Prepare a financial caretaking plan

As our ability to make complex financial decisions diminishes, we can become vulnerable to fraud and abuse. Financial professionals may actually be in the unique, though highly delicate, position to help families recognize when an aging loved one’s cognitive state has become fragile. Here’s where more in-depth training for advisors can really pay off.

What’s needed

Document important decisions: Who will manage their finances should they become unable to do so? Under what circumstances will that responsibility begin? Establish communication with key members of the client’s financial team—an estate attorney, for example.

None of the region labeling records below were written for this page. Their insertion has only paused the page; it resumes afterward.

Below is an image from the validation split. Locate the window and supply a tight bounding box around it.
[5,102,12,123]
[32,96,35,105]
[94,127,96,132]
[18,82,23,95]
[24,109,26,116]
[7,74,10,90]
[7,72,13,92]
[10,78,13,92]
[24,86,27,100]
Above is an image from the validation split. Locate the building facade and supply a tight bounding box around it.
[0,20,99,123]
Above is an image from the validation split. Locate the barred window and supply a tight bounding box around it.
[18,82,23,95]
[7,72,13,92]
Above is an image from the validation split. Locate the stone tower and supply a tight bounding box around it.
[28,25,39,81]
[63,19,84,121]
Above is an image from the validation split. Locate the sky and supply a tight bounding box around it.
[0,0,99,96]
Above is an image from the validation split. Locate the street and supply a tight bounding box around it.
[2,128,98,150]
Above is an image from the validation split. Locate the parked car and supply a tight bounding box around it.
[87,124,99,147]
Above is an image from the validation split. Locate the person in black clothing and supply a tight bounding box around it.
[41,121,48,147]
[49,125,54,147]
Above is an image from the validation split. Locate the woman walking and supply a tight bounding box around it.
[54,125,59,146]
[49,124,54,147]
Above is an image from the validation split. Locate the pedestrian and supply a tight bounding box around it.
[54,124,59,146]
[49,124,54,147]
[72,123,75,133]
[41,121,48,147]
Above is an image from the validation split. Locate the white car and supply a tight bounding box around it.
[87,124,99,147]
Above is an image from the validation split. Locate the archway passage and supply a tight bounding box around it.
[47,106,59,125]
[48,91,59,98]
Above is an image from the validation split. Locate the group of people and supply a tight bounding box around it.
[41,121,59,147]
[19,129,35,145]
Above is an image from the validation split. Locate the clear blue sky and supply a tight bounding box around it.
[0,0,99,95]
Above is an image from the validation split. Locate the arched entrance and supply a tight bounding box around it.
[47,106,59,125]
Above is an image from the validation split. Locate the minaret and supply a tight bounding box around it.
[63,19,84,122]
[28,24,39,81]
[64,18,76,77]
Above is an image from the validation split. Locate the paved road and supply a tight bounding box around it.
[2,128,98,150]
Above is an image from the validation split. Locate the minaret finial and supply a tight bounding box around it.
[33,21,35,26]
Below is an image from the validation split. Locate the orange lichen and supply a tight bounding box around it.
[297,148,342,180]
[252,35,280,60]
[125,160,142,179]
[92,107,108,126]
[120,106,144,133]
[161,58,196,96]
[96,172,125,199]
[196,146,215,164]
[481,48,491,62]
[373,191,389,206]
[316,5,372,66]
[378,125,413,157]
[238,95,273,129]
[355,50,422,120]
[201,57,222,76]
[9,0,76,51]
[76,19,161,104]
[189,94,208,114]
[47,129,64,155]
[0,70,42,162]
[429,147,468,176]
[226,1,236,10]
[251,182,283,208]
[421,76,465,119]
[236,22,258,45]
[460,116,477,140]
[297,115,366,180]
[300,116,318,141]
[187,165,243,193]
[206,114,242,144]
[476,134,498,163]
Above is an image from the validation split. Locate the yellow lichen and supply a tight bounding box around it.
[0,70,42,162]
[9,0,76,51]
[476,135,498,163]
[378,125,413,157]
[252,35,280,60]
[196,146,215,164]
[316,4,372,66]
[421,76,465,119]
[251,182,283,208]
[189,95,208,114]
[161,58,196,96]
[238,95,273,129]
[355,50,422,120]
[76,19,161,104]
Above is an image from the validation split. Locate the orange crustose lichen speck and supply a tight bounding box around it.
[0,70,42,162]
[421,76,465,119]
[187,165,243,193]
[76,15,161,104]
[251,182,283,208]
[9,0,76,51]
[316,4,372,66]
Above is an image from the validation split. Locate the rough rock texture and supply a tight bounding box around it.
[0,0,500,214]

And advisors should probably revisit financial caretaking plans periodically with the client, as well as the person they’ve chosen to take control of their money.

Discuss living arrangements

Help clients consider where they plan to live and when to make that move. These decisions have become more complicated now, in light of COVID-19. People who can afford alternatives will likely avoid nursing homes until there’s evidence that those facilities are once again safe.

What’s needed

Document the client’s decisions, and include loved ones so they know their relative’s wishes and can help out when the time arrives. Keep in mind, timing may be determined less by the client’s age and more by other indicators, such as when home maintenance becomes unmanageable or when the client is no longer able to drive.

The post-pandemic reality may cause many advisors and asset managers to adjust how they work with clients on these decisions. This may mean helping clients shift savings away from other goals to cover increased living costs, for those who want private care at home.

Make an advance directive plan

It may be hard for many, but making important decisions ahead of time on quality-of-life issues can save investors and their families significant stress and emotional strain later on. Helping advisors conduct challenging conversations can benefit your business and provide significant value to clients.

What’s needed

Discuss and document quality-of-life decisions. This means encouraging investors to have specific, heartfelt conversations with loved ones—as well as executing a power of attorney—on what’s most important to them. For some, this means instructing family members not to take extraordinary lifesaving measures once they can no longer recognize the people closest to them. Other clients may feel the opposite. The key is to discuss, decide, and document before such time arrives.